COMBINE-lab/salmon

Clarity on how 'library_types' is inferred for meta_info.json

Closed this issue · 4 comments

Hi!

I'm trying to tidy up some of the strandedness analysis in nf-core/rnaseq, and have gone down the rabbit hole a little bit, hoping you can shortcut things for me.

nf-core/rnaseq's test profile runs Salmon on subsampled FASTQ files and uses Salmon to infer the strandedness, by extracting the library_types from a meta_info.json.

In an example run (~50k reads) this is unstranded (IU), but I'm having trouble reconciling with what I see in the corresponding lib_format_counts.json:

{
    "read_files": "[ WT_REP2.subsampled_R1.fastq.gz, WT_REP2.subsampled_R2.fastq.gz]",
    "expected_format": "IU",
    "compatible_fragment_ratio": 1.0,
    "num_compatible_fragments": 39909,
    "num_assigned_fragments": 39909,
    "num_frags_with_concordant_consistent_mappings": 41509,
    "num_frags_with_inconsistent_or_orphan_mappings": 3363,
    "strand_mapping_bias": 0.11922715555662628,
    "MSF": 0,
    "OSF": 0,
    "ISF": 4949,
    "MSR": 0,
    "OSR": 0,
    "ISR": 36560,
    "SF": 1754,
    "SR": 1609,
    "MU": 0,
    "OU": 0,
    "IU": 0,
    "U": 0
}

Is it possible for me to do my own inference of IU from those numbers, or does it happen elsewhere? Is there a minimum number of reads/ mappings required to make this assessment, such that 'IU' is just a default?

I'm hoping to derive my own logic, so that we can harmonise it with the calculations we make from RSeQC's output, for example.
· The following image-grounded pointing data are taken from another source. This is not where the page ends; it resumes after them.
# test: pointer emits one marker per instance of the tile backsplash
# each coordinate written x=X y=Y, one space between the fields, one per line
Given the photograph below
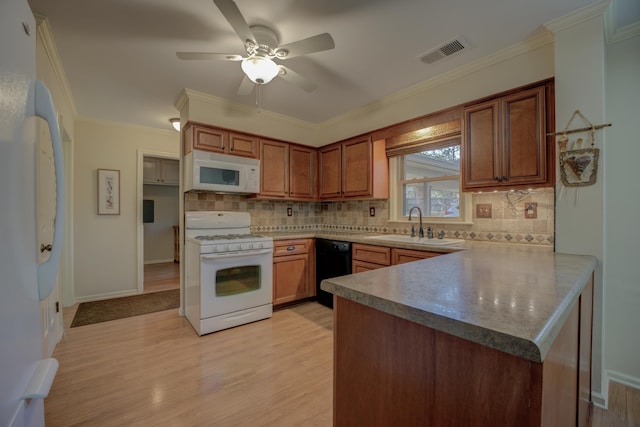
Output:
x=506 y=224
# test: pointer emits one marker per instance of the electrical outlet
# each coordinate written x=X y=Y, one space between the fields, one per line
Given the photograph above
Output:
x=530 y=210
x=483 y=210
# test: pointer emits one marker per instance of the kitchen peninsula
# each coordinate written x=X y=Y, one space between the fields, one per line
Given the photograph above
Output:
x=492 y=335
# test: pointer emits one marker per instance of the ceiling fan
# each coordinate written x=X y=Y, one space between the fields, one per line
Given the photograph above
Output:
x=262 y=46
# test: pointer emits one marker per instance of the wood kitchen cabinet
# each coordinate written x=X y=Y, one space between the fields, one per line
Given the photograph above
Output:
x=504 y=142
x=355 y=168
x=371 y=257
x=293 y=270
x=161 y=171
x=208 y=138
x=288 y=171
x=406 y=374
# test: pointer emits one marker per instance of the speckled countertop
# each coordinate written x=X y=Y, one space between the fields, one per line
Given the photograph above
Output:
x=514 y=298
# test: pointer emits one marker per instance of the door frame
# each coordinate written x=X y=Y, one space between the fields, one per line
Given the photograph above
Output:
x=139 y=197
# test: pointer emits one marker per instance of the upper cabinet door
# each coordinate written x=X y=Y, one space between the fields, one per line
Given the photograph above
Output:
x=505 y=143
x=481 y=149
x=243 y=145
x=525 y=155
x=274 y=168
x=302 y=172
x=330 y=171
x=210 y=139
x=356 y=167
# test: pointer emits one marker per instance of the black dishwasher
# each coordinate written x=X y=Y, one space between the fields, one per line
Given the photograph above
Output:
x=333 y=259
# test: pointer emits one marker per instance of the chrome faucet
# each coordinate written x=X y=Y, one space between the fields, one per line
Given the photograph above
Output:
x=413 y=231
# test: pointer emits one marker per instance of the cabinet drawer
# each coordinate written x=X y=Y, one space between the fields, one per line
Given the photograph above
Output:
x=291 y=247
x=373 y=254
x=358 y=266
x=401 y=256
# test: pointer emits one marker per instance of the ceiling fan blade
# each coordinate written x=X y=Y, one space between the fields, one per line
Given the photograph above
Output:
x=305 y=46
x=246 y=86
x=208 y=56
x=231 y=12
x=296 y=79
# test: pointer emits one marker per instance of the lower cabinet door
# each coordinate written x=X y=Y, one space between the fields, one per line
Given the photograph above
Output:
x=291 y=278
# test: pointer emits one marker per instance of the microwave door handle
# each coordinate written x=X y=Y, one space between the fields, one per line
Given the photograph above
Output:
x=236 y=254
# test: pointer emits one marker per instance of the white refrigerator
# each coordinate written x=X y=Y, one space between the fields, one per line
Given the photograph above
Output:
x=25 y=377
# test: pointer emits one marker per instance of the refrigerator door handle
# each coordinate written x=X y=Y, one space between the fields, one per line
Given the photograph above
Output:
x=48 y=270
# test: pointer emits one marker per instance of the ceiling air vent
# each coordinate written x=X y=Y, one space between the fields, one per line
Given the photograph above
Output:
x=447 y=49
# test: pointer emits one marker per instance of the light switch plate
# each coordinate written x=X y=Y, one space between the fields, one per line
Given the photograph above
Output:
x=483 y=210
x=530 y=210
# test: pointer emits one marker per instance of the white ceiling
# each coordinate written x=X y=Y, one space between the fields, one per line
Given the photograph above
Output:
x=120 y=62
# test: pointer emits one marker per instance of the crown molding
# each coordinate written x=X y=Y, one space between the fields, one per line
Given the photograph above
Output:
x=614 y=34
x=530 y=44
x=581 y=15
x=48 y=43
x=111 y=123
x=189 y=94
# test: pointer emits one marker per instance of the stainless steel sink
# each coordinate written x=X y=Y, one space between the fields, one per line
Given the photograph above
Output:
x=415 y=240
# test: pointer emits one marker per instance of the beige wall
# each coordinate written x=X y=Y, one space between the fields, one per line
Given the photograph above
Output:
x=622 y=204
x=105 y=254
x=579 y=64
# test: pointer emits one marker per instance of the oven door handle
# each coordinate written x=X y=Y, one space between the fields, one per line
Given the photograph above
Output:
x=237 y=254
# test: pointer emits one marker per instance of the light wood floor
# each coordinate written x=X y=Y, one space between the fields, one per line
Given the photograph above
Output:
x=153 y=370
x=161 y=277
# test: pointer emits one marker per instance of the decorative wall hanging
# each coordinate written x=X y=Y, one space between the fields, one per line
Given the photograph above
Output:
x=108 y=192
x=578 y=165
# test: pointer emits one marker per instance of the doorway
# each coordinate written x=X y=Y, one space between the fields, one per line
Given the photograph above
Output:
x=158 y=221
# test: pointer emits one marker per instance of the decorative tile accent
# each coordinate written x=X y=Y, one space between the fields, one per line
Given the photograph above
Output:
x=353 y=217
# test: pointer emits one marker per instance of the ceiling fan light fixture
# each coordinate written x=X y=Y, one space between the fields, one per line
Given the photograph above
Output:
x=175 y=122
x=260 y=70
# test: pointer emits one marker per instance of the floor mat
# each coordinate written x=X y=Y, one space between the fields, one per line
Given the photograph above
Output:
x=119 y=308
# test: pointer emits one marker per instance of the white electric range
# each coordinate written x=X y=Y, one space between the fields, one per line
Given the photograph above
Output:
x=228 y=271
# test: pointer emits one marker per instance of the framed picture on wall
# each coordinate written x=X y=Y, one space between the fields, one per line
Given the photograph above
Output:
x=108 y=192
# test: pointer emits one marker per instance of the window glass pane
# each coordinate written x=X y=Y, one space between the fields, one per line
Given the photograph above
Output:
x=432 y=163
x=435 y=198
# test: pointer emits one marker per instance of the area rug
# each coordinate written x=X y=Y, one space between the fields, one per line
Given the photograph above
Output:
x=119 y=308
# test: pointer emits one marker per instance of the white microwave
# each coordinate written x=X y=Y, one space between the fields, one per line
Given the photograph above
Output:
x=221 y=173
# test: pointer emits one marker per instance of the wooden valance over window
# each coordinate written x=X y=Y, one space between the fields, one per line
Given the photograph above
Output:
x=430 y=138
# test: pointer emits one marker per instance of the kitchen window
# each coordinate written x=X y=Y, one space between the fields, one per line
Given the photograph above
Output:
x=428 y=178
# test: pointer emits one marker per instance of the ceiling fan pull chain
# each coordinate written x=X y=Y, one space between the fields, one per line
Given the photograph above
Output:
x=258 y=98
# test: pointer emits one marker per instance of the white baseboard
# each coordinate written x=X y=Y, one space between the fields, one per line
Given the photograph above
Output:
x=602 y=399
x=158 y=261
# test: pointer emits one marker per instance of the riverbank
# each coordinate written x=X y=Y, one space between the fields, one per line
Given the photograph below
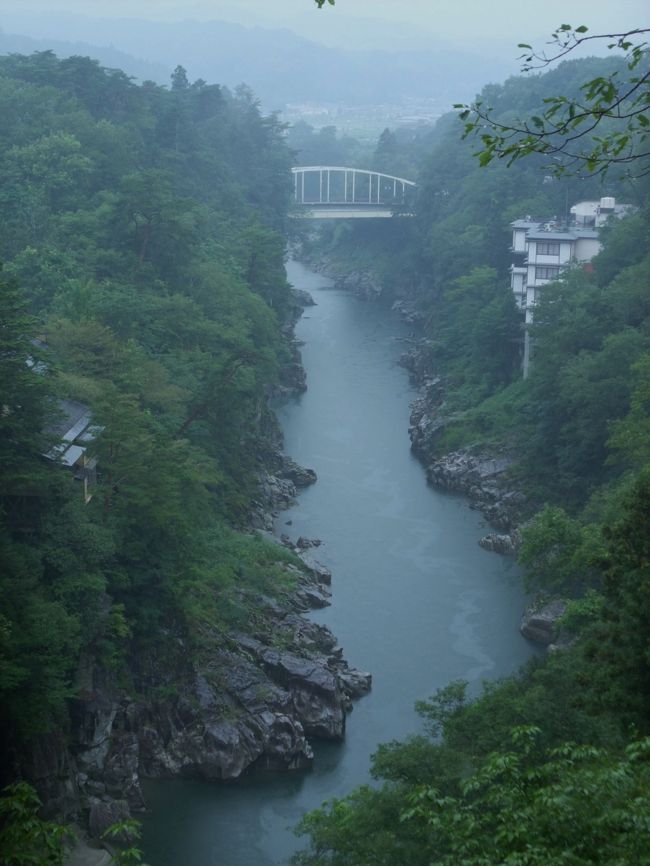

I've been poking through LibraryTypeDetector without much joy, if I replicate that logic in Python I get 'ISR', not 'IU'.

To partially answer my own question, I think you need 50k reads to get a proper strandedness assessment, and I don't think it's configurable.

Hey @pinin4fjords, did you fully figure it out? I'm having the exact same question while implementing my own RNA-seq pipeline that closely resembles nf-core's one.

@tdsone I think this is the right logic: https://github.com/COMBINE-lab/salmon/blob/master/include/LibraryTypeDetector.hpp.

The main source of my confusion on this post was that I think Salmon just chucks back 'IU' for read numbers below 50k. It confused me less on realistic read numbers.

I've simplified quite a bit to just work with the strandedness component, using the numbers from lib_format_counts.json. It seems to produce results broadly as expected, but might be a bit naive, for example the numbers are mappings rather than fragments which could throw things off a bit.

Ah, yes - that makes sense. Thank you.